SALT LAKE CITY — As a parent who helped his children navigate their teenage years, Barry Rose admits it can be hard to differentiate between adolescent angst and the emergence of a more pressing problem.
As a licensed clinical social worker, Rose says changes in behavior, even subtle differences, may indicate a more pressing issue.
"What the professionals would say, what we would say, is you look for changes in patterns, changes in behavior, increased isolation, increased anger, difficulties with relationships or difficulties in school. It’s the normal kinds of things you would think of," said Rose, a seasoned crisis worker.
Then, parents need to engage their child in conversation and reach out for professional help, he said.
"It’s trying to communicate, getting your kids to communicate more about what they’re feeling, which is really tough these days," said Rose, crisis services manager for University Neuropsychiatric Institute.
In recent weeks, adolescent boys ages 14 to 16 have been in a number high-profile incidents along the Wasatch Front involving firearms and other weapons.

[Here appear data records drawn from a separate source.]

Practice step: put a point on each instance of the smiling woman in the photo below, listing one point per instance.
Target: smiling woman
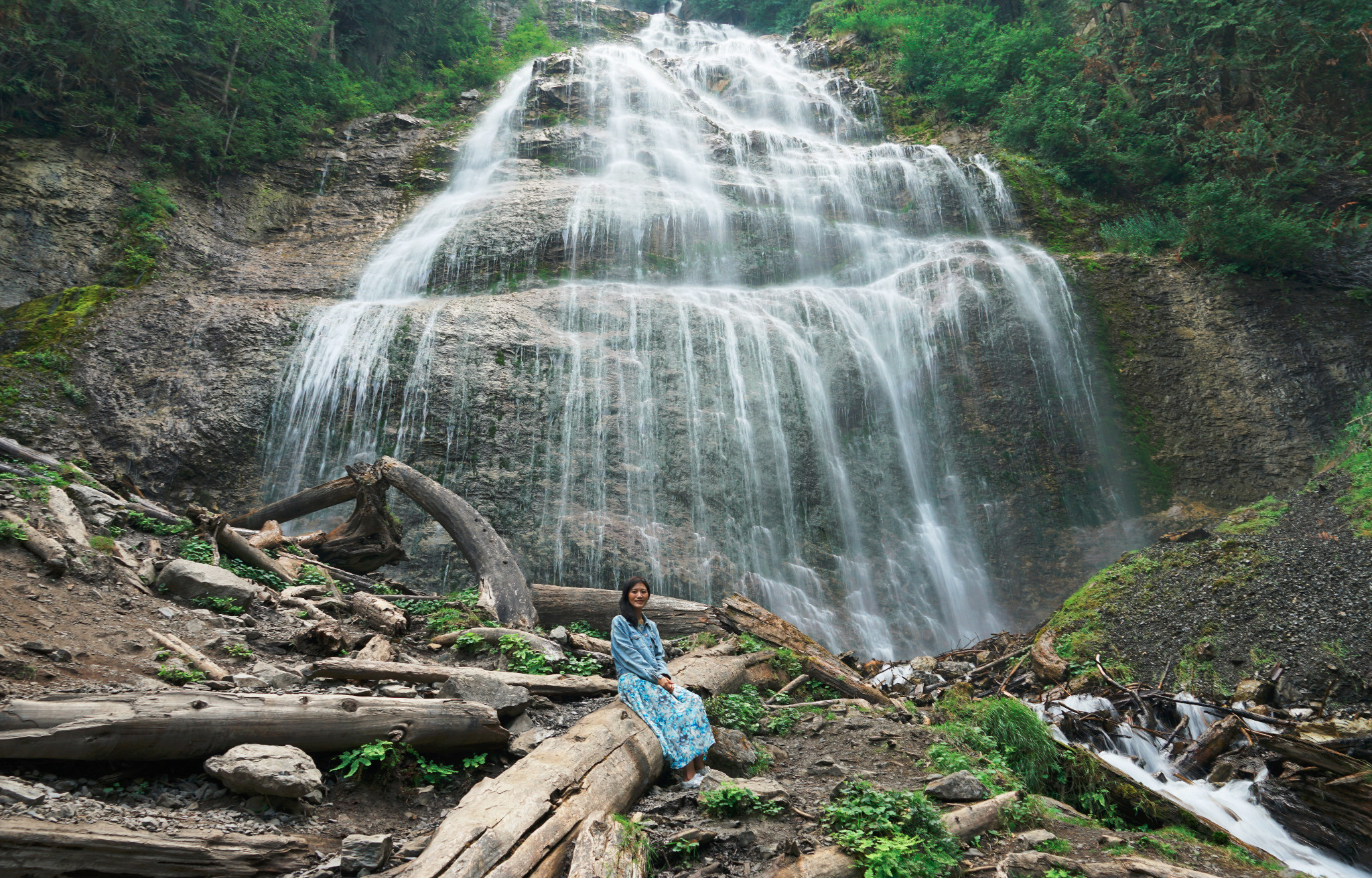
(675, 715)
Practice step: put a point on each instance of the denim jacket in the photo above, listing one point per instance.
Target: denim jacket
(637, 650)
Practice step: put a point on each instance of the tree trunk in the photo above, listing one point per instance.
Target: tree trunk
(47, 549)
(751, 617)
(381, 613)
(42, 850)
(606, 848)
(561, 605)
(492, 637)
(551, 685)
(370, 538)
(191, 654)
(521, 820)
(194, 725)
(299, 505)
(502, 586)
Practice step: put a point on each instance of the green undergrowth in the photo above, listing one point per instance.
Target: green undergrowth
(1353, 455)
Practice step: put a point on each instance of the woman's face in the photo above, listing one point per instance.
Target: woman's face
(638, 596)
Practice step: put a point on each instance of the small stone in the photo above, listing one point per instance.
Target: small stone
(364, 853)
(958, 786)
(1036, 837)
(264, 769)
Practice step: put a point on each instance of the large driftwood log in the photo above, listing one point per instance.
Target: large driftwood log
(498, 578)
(370, 536)
(299, 505)
(560, 605)
(606, 848)
(42, 850)
(752, 617)
(551, 685)
(492, 637)
(191, 654)
(522, 820)
(47, 549)
(381, 613)
(194, 725)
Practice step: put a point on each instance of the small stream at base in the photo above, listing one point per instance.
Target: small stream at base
(1231, 807)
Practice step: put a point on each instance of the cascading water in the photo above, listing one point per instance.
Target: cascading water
(1228, 806)
(740, 345)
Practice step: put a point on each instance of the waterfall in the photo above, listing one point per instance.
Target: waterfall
(682, 312)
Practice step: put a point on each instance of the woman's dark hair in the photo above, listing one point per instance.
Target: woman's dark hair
(626, 609)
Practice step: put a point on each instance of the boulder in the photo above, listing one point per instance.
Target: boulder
(733, 752)
(364, 854)
(472, 685)
(190, 579)
(958, 786)
(286, 772)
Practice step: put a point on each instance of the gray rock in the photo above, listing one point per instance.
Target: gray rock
(14, 789)
(188, 579)
(275, 676)
(268, 770)
(733, 752)
(958, 786)
(471, 685)
(364, 854)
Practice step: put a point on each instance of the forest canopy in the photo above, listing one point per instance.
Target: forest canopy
(220, 86)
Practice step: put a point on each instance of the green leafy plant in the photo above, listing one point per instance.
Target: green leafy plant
(179, 676)
(238, 650)
(151, 526)
(894, 833)
(196, 551)
(730, 800)
(226, 607)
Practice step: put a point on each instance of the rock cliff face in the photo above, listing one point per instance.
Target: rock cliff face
(1230, 387)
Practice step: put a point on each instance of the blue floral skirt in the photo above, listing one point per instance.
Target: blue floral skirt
(677, 719)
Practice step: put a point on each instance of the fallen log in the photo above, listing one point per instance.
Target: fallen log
(551, 685)
(370, 536)
(498, 578)
(191, 654)
(607, 848)
(492, 637)
(194, 725)
(521, 822)
(42, 850)
(752, 617)
(299, 505)
(47, 549)
(561, 605)
(381, 613)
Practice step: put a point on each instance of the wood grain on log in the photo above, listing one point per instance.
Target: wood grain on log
(191, 654)
(492, 637)
(194, 725)
(1047, 663)
(498, 578)
(42, 850)
(561, 605)
(551, 685)
(755, 619)
(381, 613)
(370, 536)
(47, 549)
(519, 822)
(299, 505)
(606, 848)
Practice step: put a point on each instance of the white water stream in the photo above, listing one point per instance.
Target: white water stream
(768, 323)
(1230, 806)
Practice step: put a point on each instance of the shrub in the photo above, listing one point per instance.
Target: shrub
(894, 833)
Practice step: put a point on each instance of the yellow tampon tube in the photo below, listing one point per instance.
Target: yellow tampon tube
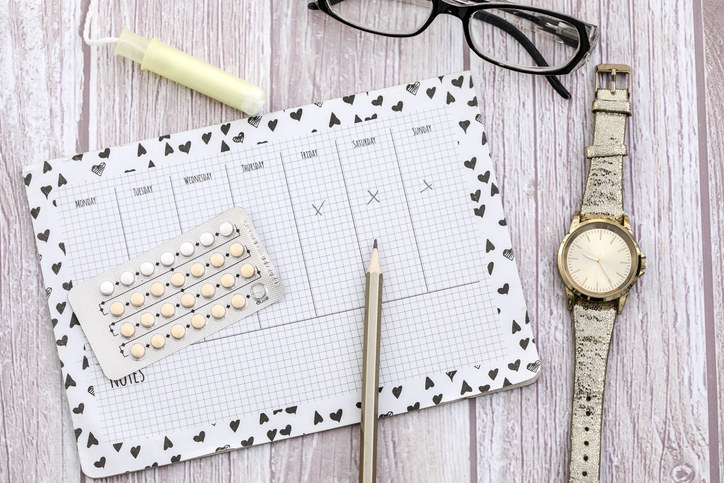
(190, 72)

Rose said he does not "pretend to have the answers" regarding the recent spate of events, but "there just seems to be more extreme behavior."

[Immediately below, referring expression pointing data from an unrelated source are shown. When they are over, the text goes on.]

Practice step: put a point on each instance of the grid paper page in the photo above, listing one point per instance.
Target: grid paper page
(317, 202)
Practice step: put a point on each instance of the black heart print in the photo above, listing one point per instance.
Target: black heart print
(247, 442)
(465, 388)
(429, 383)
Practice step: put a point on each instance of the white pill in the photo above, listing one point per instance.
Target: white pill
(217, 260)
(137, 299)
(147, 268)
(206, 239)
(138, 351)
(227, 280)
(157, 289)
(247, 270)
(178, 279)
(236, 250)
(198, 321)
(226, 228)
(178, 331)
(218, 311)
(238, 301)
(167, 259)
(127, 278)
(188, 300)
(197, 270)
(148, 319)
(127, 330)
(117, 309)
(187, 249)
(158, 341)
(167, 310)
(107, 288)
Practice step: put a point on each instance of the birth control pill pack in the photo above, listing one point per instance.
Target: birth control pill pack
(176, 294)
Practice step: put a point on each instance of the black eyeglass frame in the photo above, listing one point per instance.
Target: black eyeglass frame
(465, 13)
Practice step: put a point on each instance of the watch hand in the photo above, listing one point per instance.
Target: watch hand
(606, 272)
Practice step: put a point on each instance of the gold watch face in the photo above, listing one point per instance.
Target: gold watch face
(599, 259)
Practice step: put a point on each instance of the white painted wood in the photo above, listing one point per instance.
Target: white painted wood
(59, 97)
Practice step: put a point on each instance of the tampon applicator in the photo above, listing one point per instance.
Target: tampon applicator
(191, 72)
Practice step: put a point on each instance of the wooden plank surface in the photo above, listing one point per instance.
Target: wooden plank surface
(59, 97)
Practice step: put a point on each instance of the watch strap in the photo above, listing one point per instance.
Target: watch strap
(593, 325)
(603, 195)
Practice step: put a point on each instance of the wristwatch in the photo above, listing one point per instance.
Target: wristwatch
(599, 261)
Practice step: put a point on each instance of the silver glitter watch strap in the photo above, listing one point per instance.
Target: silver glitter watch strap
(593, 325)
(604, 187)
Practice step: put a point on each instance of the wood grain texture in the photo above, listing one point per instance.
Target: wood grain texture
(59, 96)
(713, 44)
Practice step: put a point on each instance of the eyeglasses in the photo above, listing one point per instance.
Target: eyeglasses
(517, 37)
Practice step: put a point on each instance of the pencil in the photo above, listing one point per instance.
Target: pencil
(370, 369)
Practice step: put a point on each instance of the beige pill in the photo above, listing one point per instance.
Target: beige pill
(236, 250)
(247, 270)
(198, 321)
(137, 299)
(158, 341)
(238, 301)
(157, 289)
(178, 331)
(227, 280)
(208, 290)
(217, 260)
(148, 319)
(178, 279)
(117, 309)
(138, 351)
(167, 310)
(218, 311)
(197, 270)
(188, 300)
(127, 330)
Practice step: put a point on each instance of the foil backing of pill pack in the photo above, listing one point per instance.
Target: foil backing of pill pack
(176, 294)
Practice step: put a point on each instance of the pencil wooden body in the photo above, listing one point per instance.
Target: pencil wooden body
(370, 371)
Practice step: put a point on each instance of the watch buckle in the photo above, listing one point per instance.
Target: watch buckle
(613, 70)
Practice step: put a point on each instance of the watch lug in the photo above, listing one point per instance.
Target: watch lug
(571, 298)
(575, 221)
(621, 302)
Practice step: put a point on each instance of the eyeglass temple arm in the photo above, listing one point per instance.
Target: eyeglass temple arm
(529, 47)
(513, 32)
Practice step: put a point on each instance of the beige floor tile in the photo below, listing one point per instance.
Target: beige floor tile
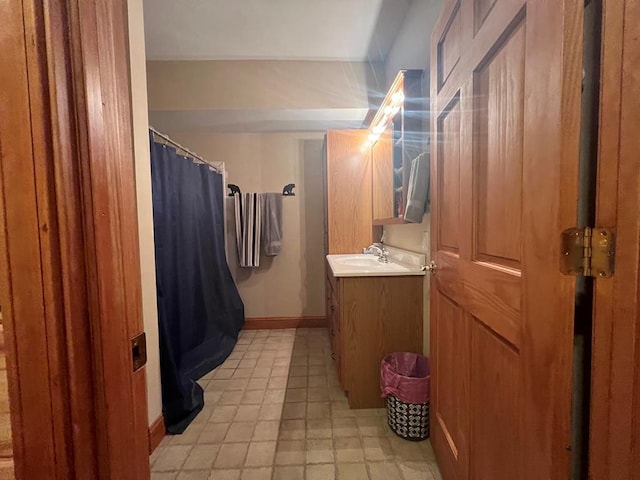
(371, 426)
(232, 397)
(260, 454)
(257, 383)
(318, 395)
(319, 451)
(279, 372)
(277, 383)
(243, 373)
(321, 472)
(319, 410)
(218, 385)
(223, 373)
(297, 382)
(266, 430)
(292, 430)
(189, 437)
(299, 371)
(247, 421)
(239, 432)
(348, 450)
(201, 457)
(405, 450)
(274, 395)
(316, 360)
(345, 427)
(282, 361)
(247, 413)
(253, 397)
(416, 471)
(288, 473)
(213, 433)
(263, 473)
(317, 370)
(295, 395)
(384, 471)
(318, 381)
(248, 363)
(230, 474)
(294, 410)
(223, 414)
(270, 411)
(352, 471)
(300, 361)
(376, 449)
(319, 428)
(172, 458)
(261, 371)
(231, 455)
(235, 383)
(165, 475)
(290, 452)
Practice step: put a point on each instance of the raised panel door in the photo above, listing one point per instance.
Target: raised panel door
(504, 186)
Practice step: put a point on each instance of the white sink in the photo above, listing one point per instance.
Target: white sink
(367, 265)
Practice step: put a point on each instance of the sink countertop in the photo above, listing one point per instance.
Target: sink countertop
(401, 263)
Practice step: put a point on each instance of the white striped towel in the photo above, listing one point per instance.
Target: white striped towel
(248, 223)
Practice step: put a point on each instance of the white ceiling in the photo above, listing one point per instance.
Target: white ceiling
(272, 29)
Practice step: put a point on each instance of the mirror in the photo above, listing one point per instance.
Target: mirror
(395, 140)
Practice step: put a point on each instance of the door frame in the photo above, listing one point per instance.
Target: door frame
(615, 374)
(70, 277)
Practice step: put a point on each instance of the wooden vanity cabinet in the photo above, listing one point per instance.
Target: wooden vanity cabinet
(370, 317)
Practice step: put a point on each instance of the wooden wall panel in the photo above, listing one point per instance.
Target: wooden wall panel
(450, 379)
(498, 122)
(495, 390)
(382, 176)
(449, 177)
(450, 45)
(349, 196)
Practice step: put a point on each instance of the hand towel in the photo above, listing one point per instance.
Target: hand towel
(418, 189)
(248, 226)
(271, 223)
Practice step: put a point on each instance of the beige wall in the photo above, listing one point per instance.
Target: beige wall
(258, 85)
(411, 50)
(145, 212)
(292, 283)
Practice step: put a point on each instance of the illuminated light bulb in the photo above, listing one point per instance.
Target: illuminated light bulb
(397, 97)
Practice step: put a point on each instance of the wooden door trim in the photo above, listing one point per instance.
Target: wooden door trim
(75, 162)
(615, 391)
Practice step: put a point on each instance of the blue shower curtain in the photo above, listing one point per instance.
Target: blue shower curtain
(199, 309)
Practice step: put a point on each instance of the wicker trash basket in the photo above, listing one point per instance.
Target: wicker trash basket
(404, 381)
(408, 420)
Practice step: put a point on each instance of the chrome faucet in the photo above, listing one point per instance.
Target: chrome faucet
(378, 249)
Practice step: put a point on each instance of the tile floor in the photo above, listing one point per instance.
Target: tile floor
(274, 410)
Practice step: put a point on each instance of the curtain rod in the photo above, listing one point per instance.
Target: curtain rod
(217, 167)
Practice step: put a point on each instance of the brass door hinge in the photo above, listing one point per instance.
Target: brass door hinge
(588, 251)
(139, 351)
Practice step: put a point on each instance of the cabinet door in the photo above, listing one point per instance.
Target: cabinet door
(348, 191)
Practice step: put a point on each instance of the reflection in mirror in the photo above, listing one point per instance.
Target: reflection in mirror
(395, 140)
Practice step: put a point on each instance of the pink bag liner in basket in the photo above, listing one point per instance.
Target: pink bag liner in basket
(405, 376)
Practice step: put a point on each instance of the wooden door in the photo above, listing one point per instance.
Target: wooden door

"I know when I was growing up, we all had our problems and that sort of thing. Things like suicide and guns and all that kind of stuff were never even an option. We never would have even thought of a lot of that," he said.
A 14-year-old boy was charged with attempted murder after shooting a 16-year-old boy in the head and then again after he fell on the ground on the campus of Union Middle School on Oct. 25. Police say the shooting was tied to a dispute over a girl. The older boy survived the shooting.

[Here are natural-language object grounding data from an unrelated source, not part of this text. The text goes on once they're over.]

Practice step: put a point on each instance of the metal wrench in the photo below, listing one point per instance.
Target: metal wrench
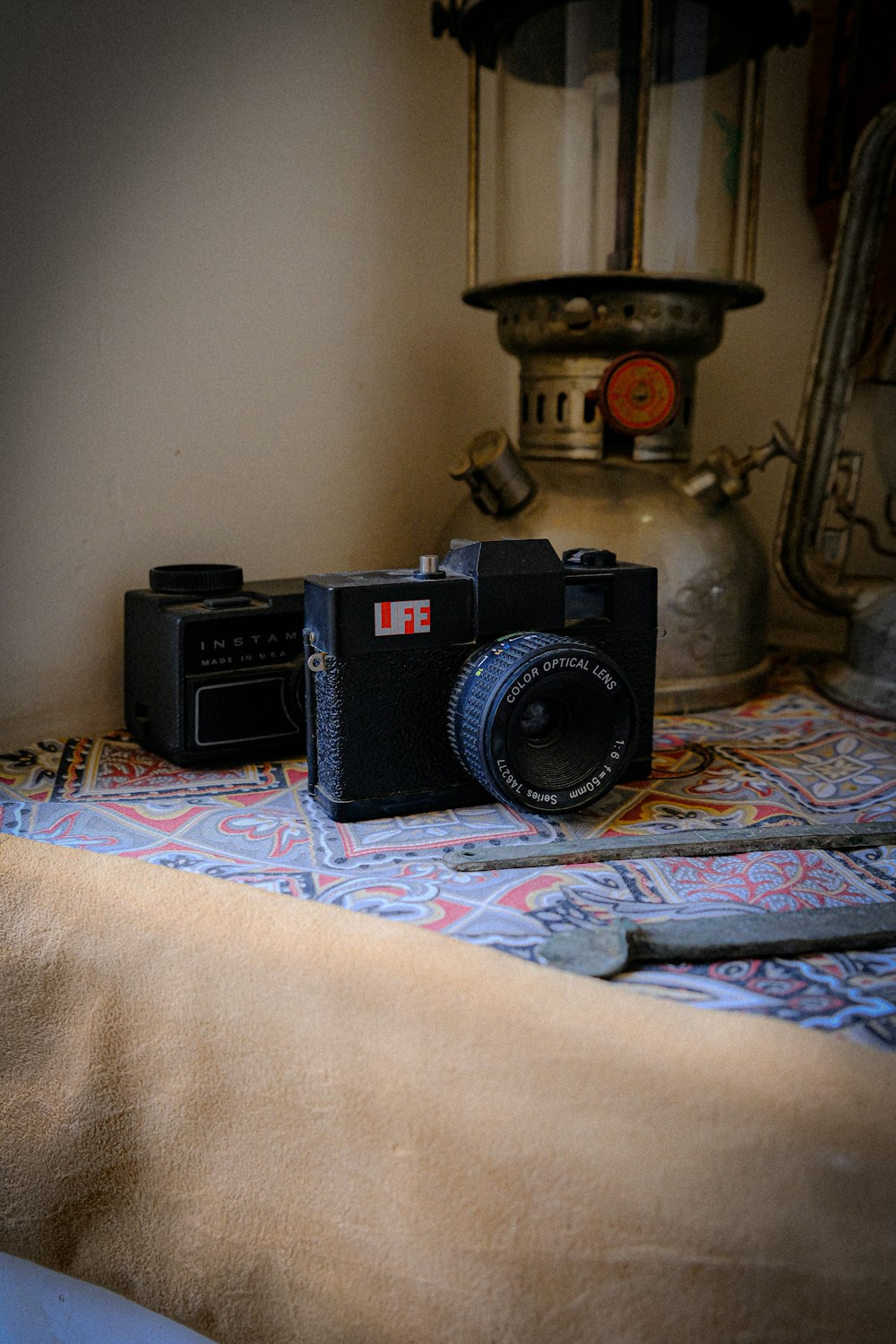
(619, 943)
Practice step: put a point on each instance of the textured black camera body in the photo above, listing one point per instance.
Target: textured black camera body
(214, 668)
(504, 671)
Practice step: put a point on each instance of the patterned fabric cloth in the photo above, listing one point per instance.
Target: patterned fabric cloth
(788, 755)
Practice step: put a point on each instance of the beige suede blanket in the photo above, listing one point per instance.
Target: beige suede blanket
(281, 1121)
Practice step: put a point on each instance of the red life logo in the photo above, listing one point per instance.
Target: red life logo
(402, 617)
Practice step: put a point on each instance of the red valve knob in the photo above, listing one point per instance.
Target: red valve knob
(638, 394)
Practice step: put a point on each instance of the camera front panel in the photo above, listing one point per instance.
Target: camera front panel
(214, 682)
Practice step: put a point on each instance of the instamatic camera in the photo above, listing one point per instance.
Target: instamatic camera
(214, 668)
(498, 671)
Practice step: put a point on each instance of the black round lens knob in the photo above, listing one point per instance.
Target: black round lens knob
(543, 720)
(195, 578)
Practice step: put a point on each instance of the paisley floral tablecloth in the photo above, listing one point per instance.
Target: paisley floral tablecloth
(788, 755)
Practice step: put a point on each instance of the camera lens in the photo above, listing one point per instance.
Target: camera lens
(543, 720)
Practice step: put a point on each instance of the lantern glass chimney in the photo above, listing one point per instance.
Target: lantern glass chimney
(619, 140)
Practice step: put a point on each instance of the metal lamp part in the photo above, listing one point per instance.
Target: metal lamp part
(608, 349)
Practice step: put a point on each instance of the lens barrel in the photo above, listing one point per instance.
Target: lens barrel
(541, 720)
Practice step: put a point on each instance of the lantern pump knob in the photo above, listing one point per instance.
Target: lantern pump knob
(495, 473)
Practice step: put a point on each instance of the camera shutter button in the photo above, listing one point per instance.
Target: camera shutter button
(195, 578)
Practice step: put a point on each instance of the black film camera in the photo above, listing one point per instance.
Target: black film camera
(421, 693)
(214, 668)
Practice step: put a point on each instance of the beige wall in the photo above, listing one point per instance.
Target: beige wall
(230, 301)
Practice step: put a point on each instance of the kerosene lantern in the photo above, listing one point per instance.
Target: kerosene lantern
(625, 174)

A 16-year-old boy was charged with attempting to kill five of his classmates at Mountain View High School in Orem in a locker room rampage on Nov. 15. He also attempted to stab himself.
On Thursday morning, a 15-year-old boy brought two guns to Mueller Park Junior High in Bountiful and fired a shotgun into a classroom ceiling before he was apprehended by his own parents, police said. The parents went to the school after they became concerned about his behavior earlier in the day and discovered that guns were missing from their home.
Teenage years are tough, Rose said, and "kids don’t have a lot of emotional maturity so they can’t handle a lot of these stressful situations that happen these days. I think there’s a lot more stress on kids because of the social media issues, all that kind of stuff."
In the past, many cultures observed rights of passage that were supported by their respective communities, Rose said.
"There really isn’t anything like that any more. What do kids do now? They do outrageous stuff to try to separate themselves from being a child. A lot of those things are not safe behaviors. If they don’t have good social skills and the ability to manage stress, with all of those high emotional peaks that they get in, they can do dangerous things," he said.
It is important to remember, however, that these events are not the norm and schools are generally safe places where far more "great stuff" happens, Rose said.
It is important, too, that Utah students know there are resources available to them 24/7 via the SafeUT cellphone app, he said.
The free app provides youths confidential and anonymous two-way communication with crisis counselors at the University Neuropsychiatric Institute. The app also can be used to submit tips to school staff if a student is aware of a threat or a person who needs help.
The app, funded by the Utah Legislature, was launched in early 2016.
"We’ve had a pretty good, robust response so far. Over time, once we get all the schools enrolled, we’re going to go back and really work on creating the safe environment and an awareness for kids to use it more," Rose said.
"We’re up to over 1,000 a month of new individual texts. The interesting thing with texting, you can actually see the conversation back and forth because it’s there in writing. With 1,000 live chats, texts and tips, there’s close to 15,000 exchanges back and forth in conversations."
University Neuropsychiatric Institute has operated telephone crisis lines for several years, but licensed social workers have long understood that many youths were not comfortable talking on the phone, let alone confiding in an adult they considered a stranger.
"But they can text in and really talk about very sensitive, very emotional things. It’s been a really great learning experience for us, too. We’re seeing a lot of great results," Rose said.
Anyone who does not have the app can call the CrisisLine at 801-587-3000.